Hua Yun membuka mulutnya, siap berkata namun tercegat saat dia ingat majikannya pernah berkata tidak perlu mengkhawatirkan dirinya. Hua Yun menutup lagi mulutnya, 'Nona ... aku bersumpah akan melindungimu. Bahkan jika harus melawan Pangeran Mahkota atau pun Permaisuri.'
Setelah cukup mengecap bibirnya sendiri, gadis itu beranjak bangun lalu berbalik menatap Hua Yun. Pakaian merah panjang menjuntai ke lantai, di gaunnya itu tergambar motif bunga persik dengan benang emas, sangat menawan. Bisa dikatakan ini adalah penampilan terbaik gadis itu untuk hari ini.
"Hua Yun, apa yang membuatmu sedih? Bukankah hari ini hari bahagia keluarga besar Yue?" tanya gadis itu lembut.
Sadar kalau ekspresinya mudah dibaca, Hua Yun jadi gelagapan, "Ah ... Nona. Aku hanya ...." Hua Yun diam sejenak memperhatikan senyum majikannya terlalu polos di matanya, "Aku hanya takut Nona mendapat masalah." Pada akhirnya Hua Yun tidak bisa membohongi majikannya.
Gadis itu meraih tengkuk Hua Yun dengan lembut, senyuman manis masih terpampang indah di wajahnya, "Hua Yun berbahagialah hari ini, hari ini hari besar keluarga Yue tidak ada yang boleh bersedih, paham?"
Hua Yun sedikit tertegun, tidak akan menyangka majikannya memiliki topeng yang cukup dalam, berpura-pura bahagia padahal mungkin saja di balik sana tengah bersedih. Hua Yun mengukir senyum manis, tidak ingin melunturkan semangat majikannya, "Baik, Nona," balas Hua Yun.
Gadis itu menurunkan tangannya, lalu berjalan menuju pintu, "Mari, mungkin semuanya telah menunggu di aula utama. Hari sudah hampir siang, aku yakin para tamu kerajaan telah berdatangan." Gadis itu membuka pintu, matanya menangkap suasana nyaman kediamannya, angin lembut membelai wajahnya, sejenak gadis itu menarik nafas, kemudian menghembusannya dengan perlahan, 'Apapun yang terjadi hari ini, pada akhirnya akulah pemeran utamanya.'
***
Kediaman Jenderal Besar mulai bising sejak dini hari, kesibukan terjadi sebab hari ini adalah hari besar keluarga Besar Yue. Para pelayan begitu sibuk, entah melayani tuannya atau pun mengerjakan pekerjaan mereka sehari-harinya. Di aula utama, sekelompok keluarga telah berkumpul mengenakan pakaian terbaik mereka yang ada. Tampak di kursi kepala keluarga seorang pria muda duduk tenang di sana, karena kepala keluarga sudah lebih awal pergi ke istana, anak pertama kediaman Yue menggantikan posisinya.

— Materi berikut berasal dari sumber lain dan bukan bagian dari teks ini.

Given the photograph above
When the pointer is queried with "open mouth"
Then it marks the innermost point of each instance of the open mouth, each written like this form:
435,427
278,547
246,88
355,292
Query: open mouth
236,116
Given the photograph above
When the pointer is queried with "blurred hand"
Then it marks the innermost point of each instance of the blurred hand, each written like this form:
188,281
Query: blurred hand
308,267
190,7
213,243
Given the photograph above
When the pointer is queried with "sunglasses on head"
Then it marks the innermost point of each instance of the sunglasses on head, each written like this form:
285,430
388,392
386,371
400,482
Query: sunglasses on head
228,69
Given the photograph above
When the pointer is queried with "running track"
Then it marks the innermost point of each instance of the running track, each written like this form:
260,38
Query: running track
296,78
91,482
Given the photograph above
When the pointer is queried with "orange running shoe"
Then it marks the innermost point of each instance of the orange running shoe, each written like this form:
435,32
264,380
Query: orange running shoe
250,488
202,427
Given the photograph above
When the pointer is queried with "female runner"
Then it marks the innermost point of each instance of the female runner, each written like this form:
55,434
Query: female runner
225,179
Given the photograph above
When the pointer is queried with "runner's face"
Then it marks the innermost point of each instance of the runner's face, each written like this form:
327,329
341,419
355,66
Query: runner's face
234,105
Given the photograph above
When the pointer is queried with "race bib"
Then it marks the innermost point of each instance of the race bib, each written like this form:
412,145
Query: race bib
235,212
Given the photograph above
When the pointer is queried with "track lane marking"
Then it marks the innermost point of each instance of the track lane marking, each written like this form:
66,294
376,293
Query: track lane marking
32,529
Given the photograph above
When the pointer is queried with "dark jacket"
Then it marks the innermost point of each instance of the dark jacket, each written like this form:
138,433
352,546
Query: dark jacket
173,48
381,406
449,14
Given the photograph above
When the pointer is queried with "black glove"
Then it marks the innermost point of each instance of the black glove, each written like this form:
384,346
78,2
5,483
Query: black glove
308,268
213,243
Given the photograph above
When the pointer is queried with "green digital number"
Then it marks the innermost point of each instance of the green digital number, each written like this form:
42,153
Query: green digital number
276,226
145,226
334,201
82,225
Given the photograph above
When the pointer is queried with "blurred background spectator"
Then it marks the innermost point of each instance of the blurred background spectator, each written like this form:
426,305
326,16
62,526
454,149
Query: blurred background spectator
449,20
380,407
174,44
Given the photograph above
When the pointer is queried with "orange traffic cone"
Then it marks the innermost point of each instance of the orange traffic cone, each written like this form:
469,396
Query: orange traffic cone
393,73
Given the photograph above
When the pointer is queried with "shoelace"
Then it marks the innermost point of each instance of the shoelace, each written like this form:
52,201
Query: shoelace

Pemuda berbaju biru muda itubmenatap semua keluarga yang ada di sana, masih belum lengkap sebab adiknya belum tiba.
"Fhu Sua, pergi panggil Adik ke Tiga, beritahu hari hampir siang kita tidak boleh terlambat," ucap pemuda itu sedikit tegas.
Seorang gadis berbaju biru muda sama seperti pemuda itu berdiri, siap berkata menerima perintah dari suaminya itu, tapi seorang wanita berpakaian warna ungu bangkit dengan cepat dan menyela ucapannya.
"Tuan Muda Pertama, biar aku saja yang memanggil Nona ke Tiga." Wanita itu tersenyum manis, tapi senyumannya itu membuat beberapa orang memandangnya jijik.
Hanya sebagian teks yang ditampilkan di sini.